When the waters were rising in a New Orleans rest home, staff members ran away, saving their own hides, leaving behind 32 elderly patients to drown in their beds. At the same time, health-care workers at the city's Charity Hospital continued to care for their patients, as first the electricity went out, then the water shut off, then the food ran out. Nurses used hand pumps to keep ventilators going, and the staff continued to evacuate patients by helicopter, even as they came under fire from a sniper.
When civil order broke down, some police officers joined the looters in plundering flooded stores. Two hundred just quit and walked off the job. At least two committed suicide. But another was shot in the head while battling a looter. Other police officers, many of whom lost their own homes, waded through fetid water to rescue people in danger.
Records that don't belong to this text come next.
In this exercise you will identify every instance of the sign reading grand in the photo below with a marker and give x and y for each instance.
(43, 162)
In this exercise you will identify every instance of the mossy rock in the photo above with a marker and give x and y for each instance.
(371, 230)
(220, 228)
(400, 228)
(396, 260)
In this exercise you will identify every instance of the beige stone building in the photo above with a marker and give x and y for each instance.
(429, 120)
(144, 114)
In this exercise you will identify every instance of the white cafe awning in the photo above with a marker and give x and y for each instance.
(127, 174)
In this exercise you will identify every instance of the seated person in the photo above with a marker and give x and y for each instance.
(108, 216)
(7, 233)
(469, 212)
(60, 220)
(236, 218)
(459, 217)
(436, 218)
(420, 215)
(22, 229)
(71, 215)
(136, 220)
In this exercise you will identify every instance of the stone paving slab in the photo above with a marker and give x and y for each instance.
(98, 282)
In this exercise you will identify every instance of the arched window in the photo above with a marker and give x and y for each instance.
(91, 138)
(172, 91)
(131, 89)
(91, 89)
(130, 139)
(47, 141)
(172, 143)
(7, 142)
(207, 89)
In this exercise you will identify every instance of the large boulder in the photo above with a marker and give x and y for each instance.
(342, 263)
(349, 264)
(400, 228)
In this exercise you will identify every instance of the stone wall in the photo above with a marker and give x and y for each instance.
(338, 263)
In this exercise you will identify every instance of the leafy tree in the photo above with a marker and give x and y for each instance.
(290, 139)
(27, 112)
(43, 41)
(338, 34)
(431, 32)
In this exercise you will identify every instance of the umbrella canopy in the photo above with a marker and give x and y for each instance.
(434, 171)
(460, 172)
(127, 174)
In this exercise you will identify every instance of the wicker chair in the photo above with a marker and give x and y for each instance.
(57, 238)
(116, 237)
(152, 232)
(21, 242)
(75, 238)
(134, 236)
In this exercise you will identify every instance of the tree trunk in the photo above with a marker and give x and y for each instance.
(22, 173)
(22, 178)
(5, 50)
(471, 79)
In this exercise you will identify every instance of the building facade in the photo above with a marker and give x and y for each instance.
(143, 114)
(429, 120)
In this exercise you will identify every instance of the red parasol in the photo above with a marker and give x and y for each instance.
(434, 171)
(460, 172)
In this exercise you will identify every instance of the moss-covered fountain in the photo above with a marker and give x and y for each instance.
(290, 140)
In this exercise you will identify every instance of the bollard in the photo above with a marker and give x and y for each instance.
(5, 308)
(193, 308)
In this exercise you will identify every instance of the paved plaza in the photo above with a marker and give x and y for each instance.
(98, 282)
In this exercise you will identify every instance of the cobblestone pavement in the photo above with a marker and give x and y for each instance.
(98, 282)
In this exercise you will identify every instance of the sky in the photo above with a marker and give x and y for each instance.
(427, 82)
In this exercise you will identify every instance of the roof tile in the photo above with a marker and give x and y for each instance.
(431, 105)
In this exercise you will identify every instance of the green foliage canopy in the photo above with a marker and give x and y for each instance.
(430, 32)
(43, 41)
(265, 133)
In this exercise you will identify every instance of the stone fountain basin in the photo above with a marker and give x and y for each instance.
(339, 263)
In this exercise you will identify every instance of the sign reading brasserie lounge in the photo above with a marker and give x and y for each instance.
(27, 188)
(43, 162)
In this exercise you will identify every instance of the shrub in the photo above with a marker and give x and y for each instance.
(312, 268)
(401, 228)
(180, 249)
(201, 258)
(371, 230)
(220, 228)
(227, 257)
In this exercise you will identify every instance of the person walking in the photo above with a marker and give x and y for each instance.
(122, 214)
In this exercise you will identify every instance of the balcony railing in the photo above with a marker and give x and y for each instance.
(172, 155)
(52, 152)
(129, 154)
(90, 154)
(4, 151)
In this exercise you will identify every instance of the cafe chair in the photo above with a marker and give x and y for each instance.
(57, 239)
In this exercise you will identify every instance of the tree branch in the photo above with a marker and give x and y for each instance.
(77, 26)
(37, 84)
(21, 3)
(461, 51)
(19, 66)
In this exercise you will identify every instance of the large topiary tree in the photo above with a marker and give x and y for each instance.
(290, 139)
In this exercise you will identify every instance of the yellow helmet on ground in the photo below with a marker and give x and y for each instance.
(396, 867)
Some people just did their job, and other people didn't. Some of the confusion in the relief efforts came from people not knowing what their jobs were. Whose job was it to get water and food to flood victims? The mayor's? The governor's? The president's? Sometimes the answers were not clear, but such issues of vocation need to be worked out in the process of emergency planning.
But the doctrine of vocation gives practical guidance for people on the ground. The purpose of vocation is to love and serve one's neighbor. Knowing that might help a FEMA worker or a Homeland Security bureaucrat realize that paperwork, regulations, and office procedure should not be allowed to get in the way of actually helping people in need.
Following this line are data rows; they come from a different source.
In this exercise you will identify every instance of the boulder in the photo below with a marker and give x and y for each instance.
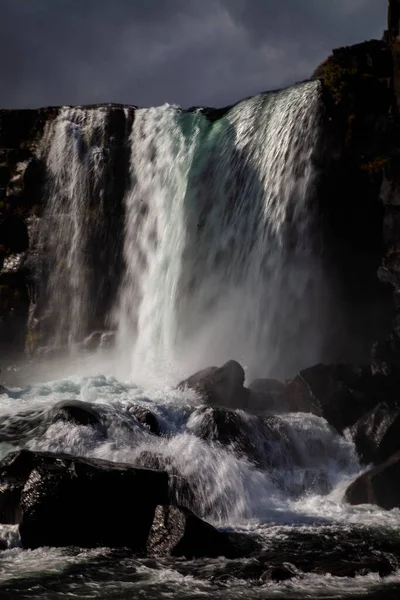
(146, 418)
(265, 441)
(339, 393)
(377, 434)
(65, 500)
(221, 386)
(380, 485)
(177, 531)
(78, 413)
(268, 395)
(61, 500)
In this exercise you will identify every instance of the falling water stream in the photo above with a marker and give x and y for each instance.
(219, 260)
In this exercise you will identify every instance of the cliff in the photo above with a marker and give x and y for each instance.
(357, 198)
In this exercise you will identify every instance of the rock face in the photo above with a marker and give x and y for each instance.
(380, 485)
(24, 187)
(178, 532)
(377, 434)
(220, 386)
(61, 500)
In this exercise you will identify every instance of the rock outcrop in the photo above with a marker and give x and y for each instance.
(380, 485)
(220, 386)
(61, 500)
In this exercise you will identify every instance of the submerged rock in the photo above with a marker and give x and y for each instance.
(339, 393)
(220, 386)
(65, 500)
(265, 441)
(267, 395)
(146, 418)
(377, 434)
(380, 485)
(78, 413)
(178, 532)
(62, 500)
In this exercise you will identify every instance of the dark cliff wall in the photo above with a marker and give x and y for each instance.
(25, 315)
(358, 201)
(359, 142)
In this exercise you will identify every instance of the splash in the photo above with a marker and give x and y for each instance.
(219, 238)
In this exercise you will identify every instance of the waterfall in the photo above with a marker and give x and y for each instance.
(220, 250)
(79, 248)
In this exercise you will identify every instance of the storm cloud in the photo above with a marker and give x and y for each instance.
(189, 52)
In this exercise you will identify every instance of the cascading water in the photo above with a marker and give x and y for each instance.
(219, 239)
(74, 159)
(85, 163)
(220, 260)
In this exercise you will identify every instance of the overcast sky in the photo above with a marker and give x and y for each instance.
(188, 52)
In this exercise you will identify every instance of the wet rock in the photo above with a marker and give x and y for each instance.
(20, 427)
(267, 395)
(146, 418)
(220, 386)
(78, 413)
(67, 500)
(281, 572)
(380, 485)
(377, 434)
(178, 532)
(262, 440)
(339, 393)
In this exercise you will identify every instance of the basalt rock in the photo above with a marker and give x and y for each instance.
(377, 434)
(262, 440)
(78, 413)
(339, 393)
(62, 500)
(380, 485)
(178, 532)
(146, 418)
(220, 386)
(268, 395)
(65, 500)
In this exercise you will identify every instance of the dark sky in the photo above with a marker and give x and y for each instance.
(189, 52)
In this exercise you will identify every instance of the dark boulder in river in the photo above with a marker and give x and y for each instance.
(177, 531)
(78, 413)
(380, 485)
(264, 441)
(220, 386)
(62, 500)
(377, 434)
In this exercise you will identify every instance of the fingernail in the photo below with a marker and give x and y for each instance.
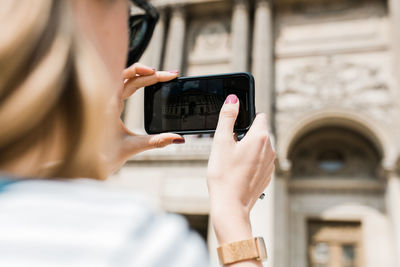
(231, 99)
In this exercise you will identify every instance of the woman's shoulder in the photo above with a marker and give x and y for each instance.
(84, 218)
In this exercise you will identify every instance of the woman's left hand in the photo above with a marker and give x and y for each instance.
(135, 77)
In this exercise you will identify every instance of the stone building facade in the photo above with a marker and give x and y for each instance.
(326, 74)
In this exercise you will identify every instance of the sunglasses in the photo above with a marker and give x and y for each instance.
(141, 28)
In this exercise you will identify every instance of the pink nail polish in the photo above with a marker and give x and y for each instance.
(231, 99)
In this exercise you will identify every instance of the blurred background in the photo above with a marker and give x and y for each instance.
(326, 74)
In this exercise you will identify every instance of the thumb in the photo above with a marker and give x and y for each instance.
(227, 117)
(144, 142)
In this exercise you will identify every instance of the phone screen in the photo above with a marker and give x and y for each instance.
(193, 103)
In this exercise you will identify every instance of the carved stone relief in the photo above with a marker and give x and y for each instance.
(360, 82)
(309, 27)
(209, 46)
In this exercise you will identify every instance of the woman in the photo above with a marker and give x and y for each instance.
(61, 64)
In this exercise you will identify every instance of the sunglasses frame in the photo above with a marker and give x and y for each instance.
(151, 16)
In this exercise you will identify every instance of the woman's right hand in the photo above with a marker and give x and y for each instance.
(238, 172)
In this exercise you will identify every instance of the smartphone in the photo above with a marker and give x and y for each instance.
(191, 105)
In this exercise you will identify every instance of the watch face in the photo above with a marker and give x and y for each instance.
(262, 250)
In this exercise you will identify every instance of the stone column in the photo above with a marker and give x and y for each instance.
(263, 221)
(175, 40)
(153, 54)
(134, 117)
(263, 57)
(240, 35)
(393, 209)
(394, 11)
(281, 215)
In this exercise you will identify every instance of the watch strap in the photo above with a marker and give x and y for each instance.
(251, 249)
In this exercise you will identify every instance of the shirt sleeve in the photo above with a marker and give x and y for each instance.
(162, 241)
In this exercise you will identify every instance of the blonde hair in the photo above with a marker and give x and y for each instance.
(51, 77)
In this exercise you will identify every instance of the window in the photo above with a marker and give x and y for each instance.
(334, 244)
(334, 152)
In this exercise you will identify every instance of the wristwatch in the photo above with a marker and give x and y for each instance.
(252, 249)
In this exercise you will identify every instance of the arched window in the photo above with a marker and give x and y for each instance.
(334, 152)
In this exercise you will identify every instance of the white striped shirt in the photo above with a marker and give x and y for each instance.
(83, 223)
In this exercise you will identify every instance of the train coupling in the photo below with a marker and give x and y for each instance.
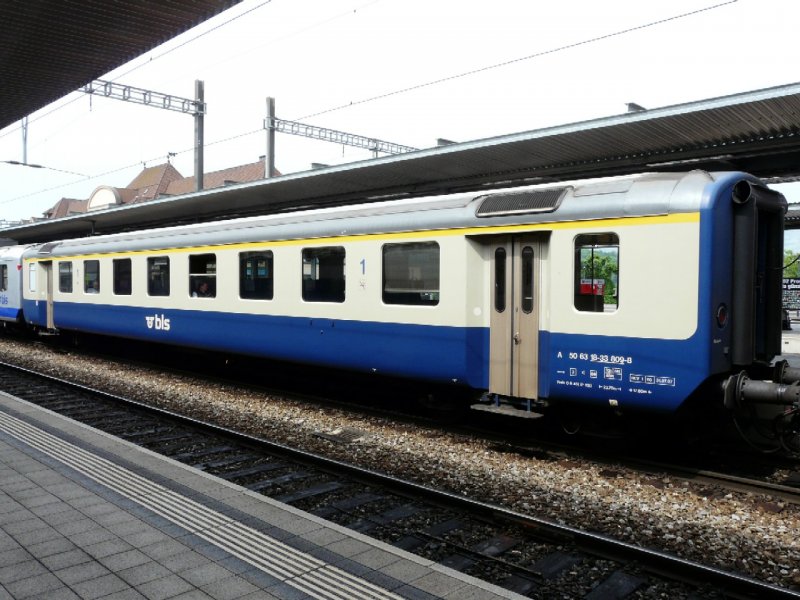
(740, 390)
(509, 407)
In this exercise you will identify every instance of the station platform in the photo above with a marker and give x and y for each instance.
(87, 515)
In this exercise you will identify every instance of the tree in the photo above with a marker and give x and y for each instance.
(791, 264)
(602, 264)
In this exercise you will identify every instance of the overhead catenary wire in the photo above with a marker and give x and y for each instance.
(472, 72)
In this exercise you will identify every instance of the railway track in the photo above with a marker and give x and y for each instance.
(531, 556)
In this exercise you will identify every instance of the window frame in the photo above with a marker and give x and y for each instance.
(118, 289)
(151, 262)
(264, 284)
(87, 280)
(61, 277)
(586, 299)
(197, 276)
(398, 288)
(324, 288)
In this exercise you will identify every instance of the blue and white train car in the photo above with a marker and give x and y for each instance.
(629, 292)
(11, 284)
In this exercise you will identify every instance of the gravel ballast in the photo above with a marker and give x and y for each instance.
(753, 535)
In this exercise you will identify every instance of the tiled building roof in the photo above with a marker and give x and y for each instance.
(241, 174)
(155, 182)
(66, 207)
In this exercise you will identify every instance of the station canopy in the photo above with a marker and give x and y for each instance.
(756, 132)
(49, 48)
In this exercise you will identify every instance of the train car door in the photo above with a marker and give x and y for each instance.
(47, 274)
(514, 322)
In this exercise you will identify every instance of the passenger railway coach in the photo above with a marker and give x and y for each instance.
(629, 292)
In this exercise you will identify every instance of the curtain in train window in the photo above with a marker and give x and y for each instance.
(255, 275)
(597, 272)
(65, 277)
(158, 276)
(203, 275)
(411, 273)
(91, 276)
(323, 274)
(122, 276)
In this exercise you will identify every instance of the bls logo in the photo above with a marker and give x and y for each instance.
(159, 322)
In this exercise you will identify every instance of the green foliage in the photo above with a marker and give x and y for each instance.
(791, 259)
(602, 264)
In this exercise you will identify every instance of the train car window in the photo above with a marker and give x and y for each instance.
(500, 280)
(323, 274)
(527, 280)
(256, 275)
(411, 273)
(91, 276)
(65, 277)
(203, 275)
(597, 272)
(122, 276)
(158, 276)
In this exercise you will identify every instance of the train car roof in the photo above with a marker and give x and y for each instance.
(630, 196)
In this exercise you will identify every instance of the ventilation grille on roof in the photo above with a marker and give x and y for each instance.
(47, 248)
(512, 203)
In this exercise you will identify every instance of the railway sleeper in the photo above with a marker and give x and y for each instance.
(268, 483)
(397, 513)
(318, 490)
(225, 462)
(184, 456)
(619, 585)
(253, 470)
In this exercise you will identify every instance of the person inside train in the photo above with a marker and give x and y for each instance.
(203, 290)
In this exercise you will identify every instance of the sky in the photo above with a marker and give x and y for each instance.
(403, 71)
Other issues currently before the country also have to do with vocation. The Senate deliberations over whether to confirm John Roberts as chief justice of the Supreme Court will hinge on different answers to the question, "What exactly is the job of a Supreme Court justice?" To apply the Constitution as it is written? Or to construct interpretations to advance an unlegislated political agenda?
Is it the job of a doctor to kill his patients-through abortion or euthanasia-or to heal them? Are not developing human beings at every stage "neighbors" who deserve to be love and served, even if they are only as small as an embryo? Or are they a crop to be "harvested" for their stem cells? What is the job of scientists or mothers or lawmakers or citizens? Isn't it to love and serve these neighbors?
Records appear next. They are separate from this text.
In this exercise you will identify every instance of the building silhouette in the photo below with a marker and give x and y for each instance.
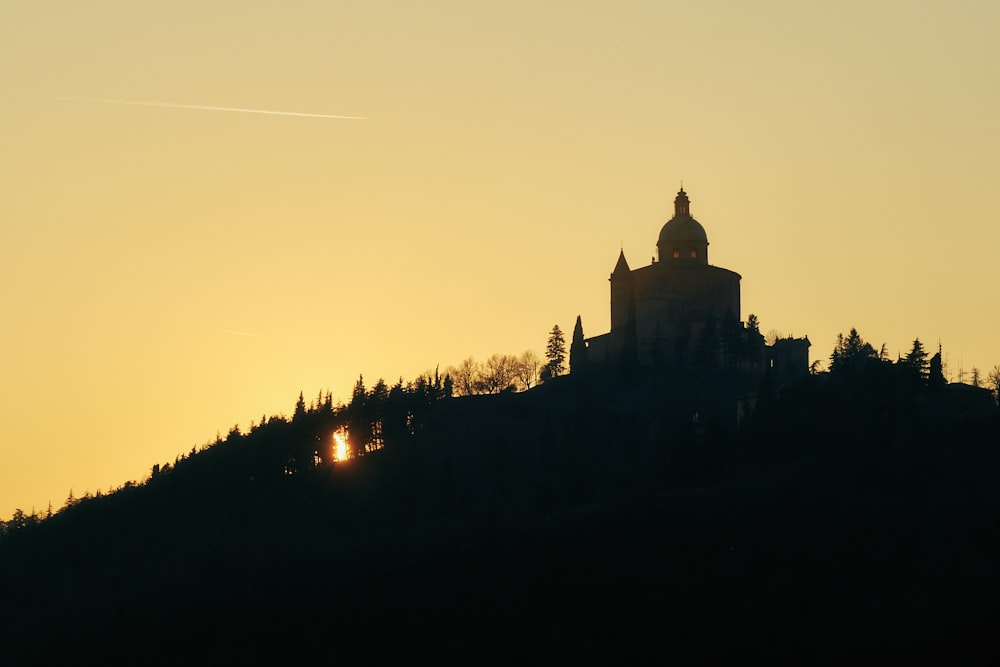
(682, 312)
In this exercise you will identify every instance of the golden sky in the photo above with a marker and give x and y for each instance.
(842, 157)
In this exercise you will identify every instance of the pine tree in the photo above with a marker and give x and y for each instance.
(578, 349)
(555, 352)
(916, 362)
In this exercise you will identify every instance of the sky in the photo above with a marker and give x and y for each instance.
(168, 272)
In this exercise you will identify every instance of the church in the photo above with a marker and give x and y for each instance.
(682, 312)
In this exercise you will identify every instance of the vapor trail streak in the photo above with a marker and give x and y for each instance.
(208, 108)
(237, 333)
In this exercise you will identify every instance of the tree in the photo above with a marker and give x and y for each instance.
(851, 354)
(359, 431)
(466, 377)
(526, 370)
(994, 382)
(300, 407)
(935, 373)
(498, 373)
(578, 349)
(555, 352)
(916, 361)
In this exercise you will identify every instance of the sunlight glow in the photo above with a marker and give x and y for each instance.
(340, 450)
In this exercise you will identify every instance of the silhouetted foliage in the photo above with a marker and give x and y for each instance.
(555, 352)
(854, 511)
(578, 349)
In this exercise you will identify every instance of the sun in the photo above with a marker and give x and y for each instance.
(340, 450)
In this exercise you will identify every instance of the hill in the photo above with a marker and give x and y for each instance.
(848, 521)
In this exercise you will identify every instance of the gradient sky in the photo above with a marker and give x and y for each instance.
(842, 157)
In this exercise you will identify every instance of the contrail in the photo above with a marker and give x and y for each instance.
(208, 108)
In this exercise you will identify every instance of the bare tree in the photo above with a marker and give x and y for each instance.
(994, 382)
(466, 377)
(498, 373)
(526, 370)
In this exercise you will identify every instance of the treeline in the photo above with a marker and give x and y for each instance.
(321, 432)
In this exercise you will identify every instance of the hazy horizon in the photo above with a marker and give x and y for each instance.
(173, 265)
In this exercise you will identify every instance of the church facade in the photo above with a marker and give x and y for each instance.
(682, 312)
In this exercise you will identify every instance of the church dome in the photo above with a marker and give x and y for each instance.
(682, 228)
(683, 237)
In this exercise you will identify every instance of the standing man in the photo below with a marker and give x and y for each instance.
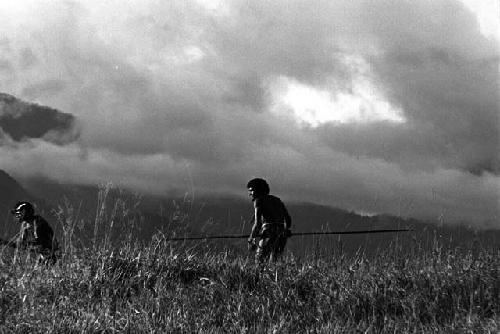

What is the job of the soldier in Iraq? What neighbor is he loving and serving? Do we acknowledge the value of killing the enemy, protecting the innocent, and defending freedom abroad? Or do we think a soldier's calling is not worth the bloodshed, either his or his enemy's? Is it America's "job" to be the world's policeman? Opinions will differ, but thinking vocationally at least clarifies the issues.
According to Romans 13, rulers have the vocation of loving and serving their neighbors-us citizens-by punishing those who do evil and rewarding those who do good. Not the other way around. And in our remarkable constitutional republic, our rulers have rulers. Us. Every voter has a measure of Romans 13 authority and responsibility.
Politicians have a job to do, and sometimes they do more than their job allows. Holding politicians to their proper work and making them accountable for what they do is the job of us citizens.